3 dividend stocks to buy on sale
With the stock market at high levels (even taking recent selloffs into account), it’s hard to find stocks for sale. Earnings multiples are stretched and interest rates are rising, which is usually bad news for the stock market. It is at times like this that investors most need viable alternatives.
These options to consider should include a review of three real estate investment trusts (REITs) that are strong companies in disadvantaged sectors. All have been hit hard by the coronavirus pandemic, but all are also in the final stages of recovery.
1. New Residential Investment: Its dividend yields 9%
New Residential (NYSE:NRZ) is a mortgage REIT that has a number of different businesses, including mortgage origination, mortgage servicing and mortgage investments. Mortgage REITs struggled as markets sense that the Fed’s change of stance on interest rate hikes will be negative for mortgage-backed securities. This is generally true; however, not all mortgage-backed securities behave the same.
The most interest rate sensitive mortgage-backed securities are those backed by the US government. These are the securities that the Federal Reserve bought. Although New Residential owns them, it also owns many mortgages that are not guaranteed by the government. These securities pay a higher interest rate and are much less affected by interest rate fluctuations. Finally, New Residential holds numerous mortgage servicing rights, the value of which increases as rates rise. It also manages mortgages for other lenders, which generates fee income.

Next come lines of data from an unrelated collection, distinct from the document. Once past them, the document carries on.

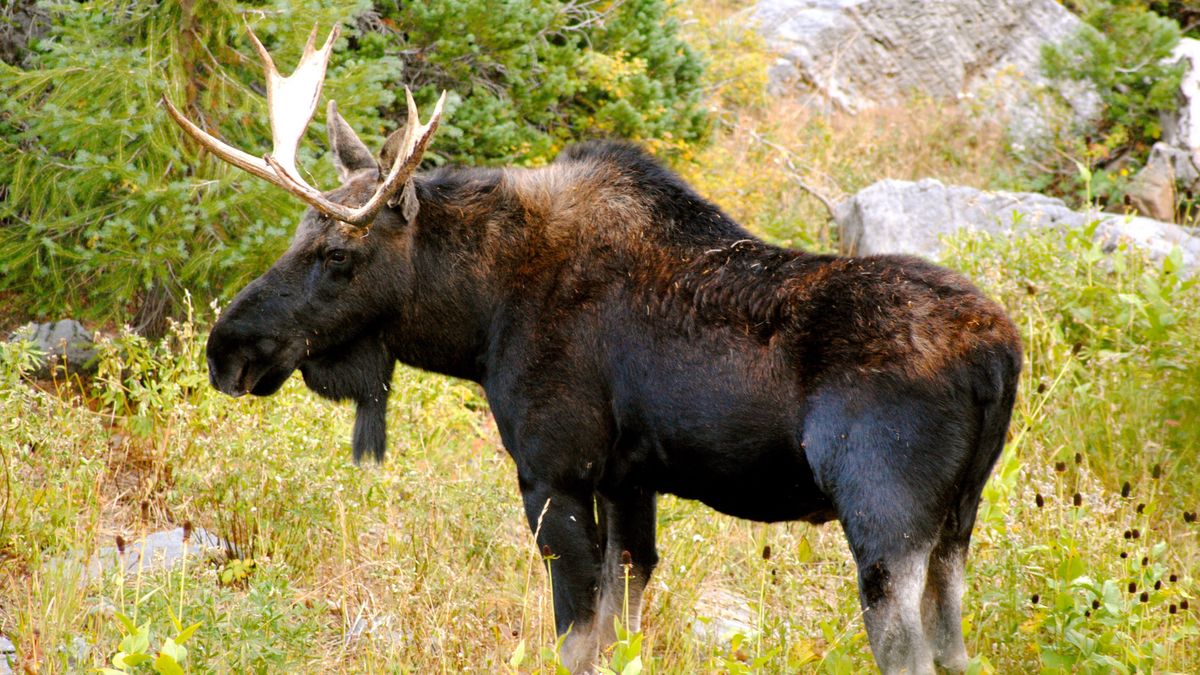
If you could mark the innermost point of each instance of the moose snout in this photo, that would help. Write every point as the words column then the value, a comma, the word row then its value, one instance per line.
column 241, row 363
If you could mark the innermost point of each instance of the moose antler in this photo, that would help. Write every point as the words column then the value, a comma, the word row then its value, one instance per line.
column 292, row 101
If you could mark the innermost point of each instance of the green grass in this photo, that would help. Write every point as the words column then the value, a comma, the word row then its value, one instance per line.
column 430, row 551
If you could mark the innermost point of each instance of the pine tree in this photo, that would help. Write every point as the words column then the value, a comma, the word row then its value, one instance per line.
column 107, row 211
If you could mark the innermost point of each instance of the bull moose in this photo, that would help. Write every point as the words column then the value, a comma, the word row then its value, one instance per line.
column 634, row 340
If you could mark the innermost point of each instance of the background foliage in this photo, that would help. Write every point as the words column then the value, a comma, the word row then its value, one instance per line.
column 1123, row 51
column 109, row 214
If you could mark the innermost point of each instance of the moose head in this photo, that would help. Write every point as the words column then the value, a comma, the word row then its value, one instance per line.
column 321, row 306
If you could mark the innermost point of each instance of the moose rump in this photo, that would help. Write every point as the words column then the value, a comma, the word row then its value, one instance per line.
column 634, row 340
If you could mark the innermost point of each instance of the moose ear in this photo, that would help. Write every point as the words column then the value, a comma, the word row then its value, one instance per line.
column 391, row 148
column 348, row 151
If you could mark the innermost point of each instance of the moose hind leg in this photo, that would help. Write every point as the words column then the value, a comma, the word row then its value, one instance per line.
column 942, row 604
column 628, row 524
column 891, row 591
column 567, row 530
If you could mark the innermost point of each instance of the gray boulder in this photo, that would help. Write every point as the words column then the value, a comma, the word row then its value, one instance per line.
column 157, row 550
column 857, row 54
column 1182, row 127
column 66, row 345
column 898, row 216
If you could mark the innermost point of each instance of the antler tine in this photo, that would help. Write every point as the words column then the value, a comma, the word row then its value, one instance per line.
column 401, row 171
column 405, row 165
column 311, row 42
column 263, row 54
column 220, row 148
column 292, row 100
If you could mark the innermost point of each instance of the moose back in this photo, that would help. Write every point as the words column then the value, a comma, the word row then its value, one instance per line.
column 634, row 340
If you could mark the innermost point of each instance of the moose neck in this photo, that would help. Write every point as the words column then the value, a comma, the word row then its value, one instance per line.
column 449, row 299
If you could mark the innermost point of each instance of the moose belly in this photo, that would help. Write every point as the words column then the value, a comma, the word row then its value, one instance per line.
column 768, row 485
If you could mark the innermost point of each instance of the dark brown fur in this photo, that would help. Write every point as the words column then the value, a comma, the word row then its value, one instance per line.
column 634, row 340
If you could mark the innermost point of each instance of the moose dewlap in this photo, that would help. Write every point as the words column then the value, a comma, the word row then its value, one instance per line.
column 634, row 340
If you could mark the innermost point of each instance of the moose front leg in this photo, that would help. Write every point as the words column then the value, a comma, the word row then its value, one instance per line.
column 565, row 529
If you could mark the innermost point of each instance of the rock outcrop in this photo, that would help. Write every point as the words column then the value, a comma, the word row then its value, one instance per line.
column 857, row 54
column 66, row 346
column 898, row 216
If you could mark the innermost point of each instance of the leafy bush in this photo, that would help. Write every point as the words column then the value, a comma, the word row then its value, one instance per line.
column 1120, row 51
column 109, row 213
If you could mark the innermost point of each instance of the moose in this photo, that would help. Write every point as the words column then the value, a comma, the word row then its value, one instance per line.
column 634, row 340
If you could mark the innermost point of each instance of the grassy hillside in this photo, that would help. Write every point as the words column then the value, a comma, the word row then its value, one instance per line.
column 1084, row 559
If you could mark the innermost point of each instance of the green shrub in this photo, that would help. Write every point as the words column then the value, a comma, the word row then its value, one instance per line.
column 1121, row 52
column 111, row 214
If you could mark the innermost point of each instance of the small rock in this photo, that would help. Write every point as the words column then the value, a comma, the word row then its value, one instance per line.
column 67, row 346
column 161, row 549
column 721, row 614
column 898, row 216
column 1182, row 127
column 1152, row 191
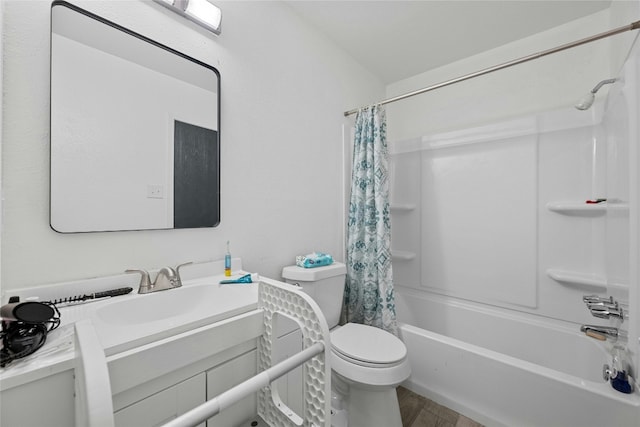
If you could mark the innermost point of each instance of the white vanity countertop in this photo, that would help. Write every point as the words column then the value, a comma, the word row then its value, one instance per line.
column 128, row 321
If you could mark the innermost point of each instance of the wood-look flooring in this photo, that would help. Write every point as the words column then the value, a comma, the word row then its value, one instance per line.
column 418, row 411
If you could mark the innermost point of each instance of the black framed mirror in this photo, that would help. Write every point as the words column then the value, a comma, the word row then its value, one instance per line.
column 135, row 130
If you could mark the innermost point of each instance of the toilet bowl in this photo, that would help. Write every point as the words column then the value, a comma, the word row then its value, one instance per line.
column 367, row 363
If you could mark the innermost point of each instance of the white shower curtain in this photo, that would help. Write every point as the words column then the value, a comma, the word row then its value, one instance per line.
column 369, row 296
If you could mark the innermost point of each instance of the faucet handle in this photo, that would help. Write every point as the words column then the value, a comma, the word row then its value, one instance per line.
column 606, row 313
column 178, row 270
column 145, row 281
column 594, row 299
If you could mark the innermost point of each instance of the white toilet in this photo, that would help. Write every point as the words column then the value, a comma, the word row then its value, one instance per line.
column 367, row 363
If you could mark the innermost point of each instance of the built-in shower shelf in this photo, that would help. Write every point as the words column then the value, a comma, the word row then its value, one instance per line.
column 581, row 280
column 403, row 255
column 578, row 208
column 406, row 207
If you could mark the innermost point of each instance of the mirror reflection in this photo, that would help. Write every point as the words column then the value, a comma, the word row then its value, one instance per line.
column 134, row 130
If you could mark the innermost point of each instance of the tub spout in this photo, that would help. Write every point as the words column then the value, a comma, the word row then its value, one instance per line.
column 599, row 332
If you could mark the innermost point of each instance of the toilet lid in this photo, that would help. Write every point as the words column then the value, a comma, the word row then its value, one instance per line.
column 367, row 344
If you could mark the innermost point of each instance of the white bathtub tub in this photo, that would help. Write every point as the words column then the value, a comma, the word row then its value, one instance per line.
column 503, row 368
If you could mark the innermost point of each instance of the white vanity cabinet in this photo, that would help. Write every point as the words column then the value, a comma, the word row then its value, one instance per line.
column 222, row 378
column 47, row 402
column 165, row 405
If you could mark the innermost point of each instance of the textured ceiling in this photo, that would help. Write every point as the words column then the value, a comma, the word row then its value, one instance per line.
column 396, row 39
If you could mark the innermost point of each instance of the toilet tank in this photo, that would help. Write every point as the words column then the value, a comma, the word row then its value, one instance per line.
column 324, row 284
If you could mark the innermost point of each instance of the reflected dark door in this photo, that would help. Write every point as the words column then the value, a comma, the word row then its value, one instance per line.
column 195, row 169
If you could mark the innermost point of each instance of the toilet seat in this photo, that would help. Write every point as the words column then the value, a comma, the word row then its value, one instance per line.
column 367, row 346
column 368, row 356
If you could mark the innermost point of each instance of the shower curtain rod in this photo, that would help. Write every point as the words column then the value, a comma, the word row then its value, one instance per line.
column 633, row 26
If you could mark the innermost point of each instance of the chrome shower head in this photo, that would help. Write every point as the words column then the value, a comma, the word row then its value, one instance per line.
column 586, row 102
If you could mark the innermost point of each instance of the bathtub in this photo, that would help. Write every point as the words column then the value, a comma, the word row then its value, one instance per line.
column 505, row 368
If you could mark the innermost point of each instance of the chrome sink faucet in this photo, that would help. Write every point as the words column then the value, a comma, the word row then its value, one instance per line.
column 595, row 331
column 167, row 278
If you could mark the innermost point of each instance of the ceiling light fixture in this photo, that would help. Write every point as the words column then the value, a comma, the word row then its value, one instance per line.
column 201, row 12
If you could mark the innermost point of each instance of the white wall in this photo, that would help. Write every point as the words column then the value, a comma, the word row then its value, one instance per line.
column 549, row 83
column 284, row 88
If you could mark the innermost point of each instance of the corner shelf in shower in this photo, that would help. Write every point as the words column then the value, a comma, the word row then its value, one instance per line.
column 578, row 208
column 580, row 280
column 402, row 255
column 402, row 207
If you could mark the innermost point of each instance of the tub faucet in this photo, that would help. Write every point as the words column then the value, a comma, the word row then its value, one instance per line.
column 602, row 307
column 167, row 278
column 599, row 332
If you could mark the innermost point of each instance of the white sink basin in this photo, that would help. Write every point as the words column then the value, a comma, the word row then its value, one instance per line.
column 157, row 306
column 126, row 322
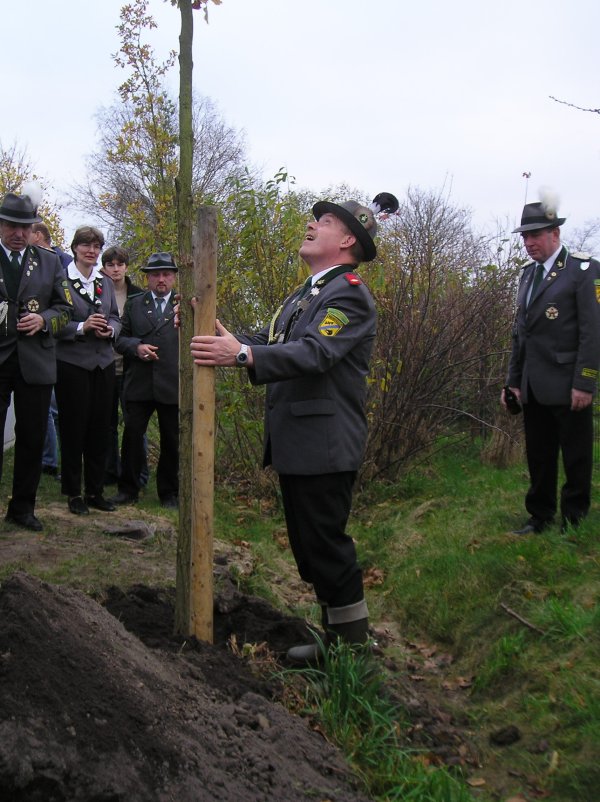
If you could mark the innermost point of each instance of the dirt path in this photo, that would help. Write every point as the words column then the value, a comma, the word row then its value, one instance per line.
column 101, row 703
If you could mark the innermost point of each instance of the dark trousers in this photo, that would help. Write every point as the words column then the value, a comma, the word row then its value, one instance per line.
column 316, row 513
column 548, row 431
column 137, row 417
column 31, row 404
column 83, row 398
column 113, row 457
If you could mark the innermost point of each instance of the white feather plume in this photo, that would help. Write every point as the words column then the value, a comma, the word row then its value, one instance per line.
column 33, row 191
column 550, row 200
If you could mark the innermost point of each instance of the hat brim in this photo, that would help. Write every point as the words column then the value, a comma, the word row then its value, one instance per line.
column 357, row 228
column 538, row 226
column 27, row 221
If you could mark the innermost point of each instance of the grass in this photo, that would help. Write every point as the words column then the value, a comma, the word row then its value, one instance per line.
column 347, row 694
column 452, row 570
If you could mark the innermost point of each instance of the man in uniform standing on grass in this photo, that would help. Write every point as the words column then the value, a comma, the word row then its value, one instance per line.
column 314, row 358
column 34, row 305
column 553, row 367
column 149, row 342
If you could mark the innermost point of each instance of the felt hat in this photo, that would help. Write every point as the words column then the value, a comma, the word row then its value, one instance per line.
column 160, row 261
column 18, row 209
column 360, row 219
column 538, row 215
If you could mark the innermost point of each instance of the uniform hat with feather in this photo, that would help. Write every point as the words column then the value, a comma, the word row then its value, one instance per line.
column 160, row 261
column 360, row 219
column 22, row 208
column 542, row 214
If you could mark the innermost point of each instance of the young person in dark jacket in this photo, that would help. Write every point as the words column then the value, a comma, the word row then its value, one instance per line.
column 314, row 358
column 115, row 262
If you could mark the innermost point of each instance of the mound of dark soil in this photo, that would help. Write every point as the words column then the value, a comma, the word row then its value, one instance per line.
column 90, row 711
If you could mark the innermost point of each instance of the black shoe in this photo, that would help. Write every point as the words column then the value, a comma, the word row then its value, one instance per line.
column 51, row 470
column 569, row 525
column 123, row 498
column 77, row 506
column 100, row 503
column 533, row 526
column 26, row 520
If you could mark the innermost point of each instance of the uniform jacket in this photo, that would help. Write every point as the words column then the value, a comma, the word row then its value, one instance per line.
column 556, row 340
column 316, row 370
column 154, row 380
column 86, row 350
column 42, row 289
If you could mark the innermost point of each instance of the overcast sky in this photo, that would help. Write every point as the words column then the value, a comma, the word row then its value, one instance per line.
column 381, row 95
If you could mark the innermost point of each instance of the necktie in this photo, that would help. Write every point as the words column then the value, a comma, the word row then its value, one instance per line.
column 306, row 288
column 537, row 280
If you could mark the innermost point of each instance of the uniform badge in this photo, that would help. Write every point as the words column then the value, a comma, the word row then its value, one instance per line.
column 333, row 322
column 3, row 316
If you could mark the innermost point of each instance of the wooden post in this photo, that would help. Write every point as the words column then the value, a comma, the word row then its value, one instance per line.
column 194, row 606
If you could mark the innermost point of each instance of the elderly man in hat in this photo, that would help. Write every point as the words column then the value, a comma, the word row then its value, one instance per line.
column 149, row 343
column 553, row 367
column 34, row 305
column 314, row 358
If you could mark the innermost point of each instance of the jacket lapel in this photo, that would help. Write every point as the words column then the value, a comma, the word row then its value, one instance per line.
column 554, row 273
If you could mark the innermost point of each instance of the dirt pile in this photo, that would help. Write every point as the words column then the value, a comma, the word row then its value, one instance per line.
column 89, row 711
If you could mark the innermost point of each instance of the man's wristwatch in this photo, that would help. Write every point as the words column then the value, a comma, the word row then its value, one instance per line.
column 242, row 357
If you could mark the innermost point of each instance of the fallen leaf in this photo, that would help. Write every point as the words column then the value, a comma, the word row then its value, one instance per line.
column 373, row 577
column 553, row 762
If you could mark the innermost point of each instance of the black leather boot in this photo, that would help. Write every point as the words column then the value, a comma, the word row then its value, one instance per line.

In October, New Residential increased its quarterly dividend by five cents per share to $0.25 per share. This gives the company a dividend yield of 9%. Mortgage REITs and mortgage originators are very unpopular at the moment, however, new residential may be more suited to the upcoming interest rate environment.
2. SL Green Realty: Focus on New York City Properties
SL Green Realty (NYSE: SLG) is an office REIT focused on New York City properties. It’s Manhattan’s largest office landlord, with 61 properties and just over 28 million square feet of office space. Like most REITs, SL Green has been reeling from the pandemic as many businesses struggled and occupancy numbers plummeted. Second, many SL Green properties had retail space that struggled to generate rents as tourism disappeared and consumer spending declined.
Since SL Green operates in some of the most expensive office space in the world, investors fear that companies will reduce office space and/or leave Manhattan for the suburbs. The fear of a massive work-from-home movement, however, is probably overstated; the employees love it, but the bosses don’t. While the omicron variant has pushed back full office reopenings, it’s only a matter of time.
SL Green pays a monthly dividend of $0.303 per share, giving the company a dividend yield of 4.5%. It also paid a special dividend in December of $2.75 per share, which, combined, represents a yield of 7.8%. Manhattan office space isn’t going anywhere, and SL Green is paying a decent dividend while you wait.
3. Tanger Factory Outlet Centers: Back in vogue
Tangier Factory Outlet Centers (NYSE: SKT) is a shopping center operator and is nearing the end of a multi-year turnaround. Like most retail REITs that focus on consumer discretionary products, the company has been leveled by COVID-19 and retail bankruptcies. The company was heavily in debt to begin with, and the pandemic nearly pushed it over the edge.
In 2020, Tanger suspended its quarterly dividend; however, it reinstated it in 2021. The dividend is lower than it was before the pandemic, but the company just increased it in October, and it now yields 3.8%. The company reported that traffic in the third quarter of 2021 was more or less where it was before the pandemic. Tangier may have had a near-death experience, but it looks like she’s turned the corner.